One of the unintended consequences of an economic slowdown such as the Great Recession is a surge in entrepreneurial activity. And the past few years have given a growing number of women the opportunity to be their own boss.
A new study from American Express OPEN, the 2014 State of Women-owned Businesses Report, estimates that there are more than 9.1 million women-owned businesses in the United States, up from 8.6 million in just the previous year.
Even more impressive, the report calculates that women are starting new businesses at a rate of 1,288 a day.
The report estimates that there are at least 92,000 women-owned businesses in San Diego, up from 86,900 in 2013. Of the 25 major metropolitan areas included in the study, San Diego ranks No. 17 in growth.
The vast majority of these companies are considered small businesses, but still they employ 7.9 million people nationwide and nearly 90,000 in San Diego.
“The report clearly shows that women are choosing the path of entrepreneurship at record rates. Imagine the economic impact if more of these new ventures were transformed into thriving businesses,” said Randi Schochet of American Express.
Despite the challenges faced by all businesses — health care reform, rising taxes, finding qualified employees — owners of women-owned companies are feeling very good about their personal and professional opportunities.
A separate study by the National Association of Women Business Owners finds 87 percent of its members are optimistic about their economic outlooks, up 12 percent from just a year ago.
“Women small-business owners are not just more optimistic about their own businesses, they’re also more bullish about the prospects for female entrepreneurs who are just starting out,” said Billie Dragoo, national chair of NAWBO.

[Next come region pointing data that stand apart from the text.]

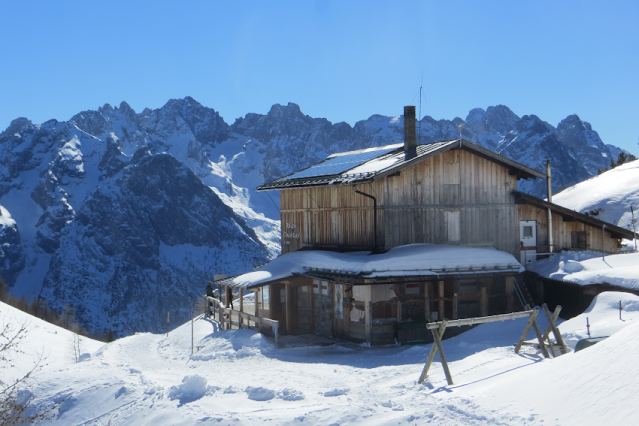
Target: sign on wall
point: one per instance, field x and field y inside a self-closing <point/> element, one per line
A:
<point x="290" y="234"/>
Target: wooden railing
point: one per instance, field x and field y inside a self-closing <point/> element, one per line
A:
<point x="224" y="316"/>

When NAWBO members were asked about their biggest concerns in 2014, 90 percent said gaining new customers and 81 percent were worried about being able to retain existing customers.
To grow their companies, women business owners are stepping up the use of social media. The preferred platforms are LinkedIn (25 percent), Facebook (21 percent), and YouTube (20 percent).
“Women small-business owners recognize the importance of the Web, mobile and social media to engage, capture and nurture customer relationships, and they are increasing investments in these resources to drive growth,” said David Brown, CEO of Web.com.
Beyond their day-to-day challenges, 80 percent said they were worried about business taxes, up 12 percent from 2013. And 71 percent said the cost and accessibility of health insurance is a significant issue.
In a community such as San Diego, dominated by small businesses, the rebound from the Great Recession has rewarded owners who were able to survive. Now comes the opportunity to thrive.
“With a positive outlook and strong entrepreneurial spirit, women business owners continue to be a driving force of our economy,” NAWBO's Dragoo said.